Digitalisierung der Medizin als eines der wichtigsten Themen: Zur „Sprechstunde“ bei Hewlett Packard Enterprise

Digitalisierung der Medizin als eines der wichtigsten Themen: Zur „Sprechstunde“ bei Hewlett Packard Enterprise

Digitalisierung der Medizin als eines der wichtigsten Themen: Zur „Sprechstunde“ bei Hewlett Packard Enterprise

Bei meiner Wahlbewerbung habe ich im Januar 2017 meine Reihe „Pilsinger
Sprechstunde“ gestartet. Seitdem habe ich 40 Institutionen, Einrichtungen,
Vereine, Verbände oder Firmen besucht. Nach meiner erfolgten Wahl in den
Bundestag möchte ich damit und gerne weitermachen. Diesmal habe ich bei
Hewlett Packard Enterprise in Aschheim-Dornach vorbeigeschaut – eine
Weltfirma mit einem Standort vor den Toren Münchens.

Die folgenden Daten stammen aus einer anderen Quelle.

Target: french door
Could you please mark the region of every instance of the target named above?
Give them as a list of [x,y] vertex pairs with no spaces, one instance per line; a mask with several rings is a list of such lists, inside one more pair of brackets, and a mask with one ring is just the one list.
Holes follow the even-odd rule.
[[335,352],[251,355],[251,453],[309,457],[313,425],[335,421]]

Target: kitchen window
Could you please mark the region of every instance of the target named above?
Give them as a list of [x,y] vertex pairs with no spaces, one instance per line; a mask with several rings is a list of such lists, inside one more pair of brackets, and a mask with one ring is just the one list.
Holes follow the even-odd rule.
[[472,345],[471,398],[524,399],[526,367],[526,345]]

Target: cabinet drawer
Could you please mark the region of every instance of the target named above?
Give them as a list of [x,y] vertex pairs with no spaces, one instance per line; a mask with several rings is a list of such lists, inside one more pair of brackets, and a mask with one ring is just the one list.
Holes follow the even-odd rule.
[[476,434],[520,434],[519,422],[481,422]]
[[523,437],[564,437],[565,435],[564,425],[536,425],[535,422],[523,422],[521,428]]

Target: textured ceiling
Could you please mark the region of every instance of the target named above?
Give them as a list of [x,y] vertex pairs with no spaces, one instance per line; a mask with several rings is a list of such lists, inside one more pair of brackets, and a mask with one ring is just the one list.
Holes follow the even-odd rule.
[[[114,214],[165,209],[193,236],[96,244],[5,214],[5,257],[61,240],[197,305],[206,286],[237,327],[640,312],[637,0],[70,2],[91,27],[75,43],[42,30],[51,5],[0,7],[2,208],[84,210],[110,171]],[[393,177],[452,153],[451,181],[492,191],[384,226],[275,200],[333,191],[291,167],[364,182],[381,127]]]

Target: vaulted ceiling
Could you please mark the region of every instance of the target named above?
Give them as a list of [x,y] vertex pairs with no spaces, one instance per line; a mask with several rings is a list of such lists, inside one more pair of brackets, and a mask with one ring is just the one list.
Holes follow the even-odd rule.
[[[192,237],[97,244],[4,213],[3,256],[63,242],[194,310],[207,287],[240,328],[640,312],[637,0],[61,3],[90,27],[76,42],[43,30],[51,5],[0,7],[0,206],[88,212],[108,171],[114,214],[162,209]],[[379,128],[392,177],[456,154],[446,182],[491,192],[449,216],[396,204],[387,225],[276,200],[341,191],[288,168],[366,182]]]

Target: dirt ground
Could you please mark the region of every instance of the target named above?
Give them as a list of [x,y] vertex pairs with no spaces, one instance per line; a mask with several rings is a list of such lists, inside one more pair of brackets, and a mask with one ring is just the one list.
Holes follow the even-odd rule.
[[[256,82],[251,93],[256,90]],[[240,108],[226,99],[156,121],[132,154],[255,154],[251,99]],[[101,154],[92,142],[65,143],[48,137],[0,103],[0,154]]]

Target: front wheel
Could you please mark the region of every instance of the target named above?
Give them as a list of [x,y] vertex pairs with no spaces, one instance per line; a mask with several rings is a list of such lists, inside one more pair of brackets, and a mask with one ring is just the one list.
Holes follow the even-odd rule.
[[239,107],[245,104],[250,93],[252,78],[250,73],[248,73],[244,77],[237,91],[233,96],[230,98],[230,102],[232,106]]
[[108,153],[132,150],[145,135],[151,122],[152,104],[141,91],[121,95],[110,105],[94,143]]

Wer „Hewlett Packard“ hört, denkt oft zunächst an Drucker oder Laptops. Im
Jahr 2015 hat sich aber aus dem Unternehmen HP neben der Sparte für Drucker,
3D-Druck und Laptops eine weitere Firma entwickelt, nämlich „Hewlett Packard
Enterprise“ (HPE), das energieeffiziente Server sowie Netzwerke und
Hochleistungsrechner herstellt. Hier geht es um IT-Lösungen u.a. für die
digitale Stadt, städtisches WLAN, intelligente Mobilität und vernetztes
Fahren oder smarte Museen und Krankenhäuser.

Gerade die Digitalisierung in der Medizin finde ich nicht nur aus
beruflichen Gründen sehr spannend. In ihr ruht ein enormes Potenzial für ein
noch besseres und effizienteres Gesundheitswesen, individuellere
Behandlungen und viele gewinnbare Lebensjahre. Große Hoffnungen ruhen auf
telemedizinischen Anwendungen z.B. in der Kardiologie oder neuartige
Therapieansätze, z.B. Online-Therapien. Auch die medizinische Versorgung im
ländlichen Raum kann enorm von der Digitalisierung profitieren. Erhebungen
zeigen, dass über ein Drittel der Patienten mit chronischen Erkrankungen
Online-Sprechstunden klassischen Sprechstunden bevorzugen würden.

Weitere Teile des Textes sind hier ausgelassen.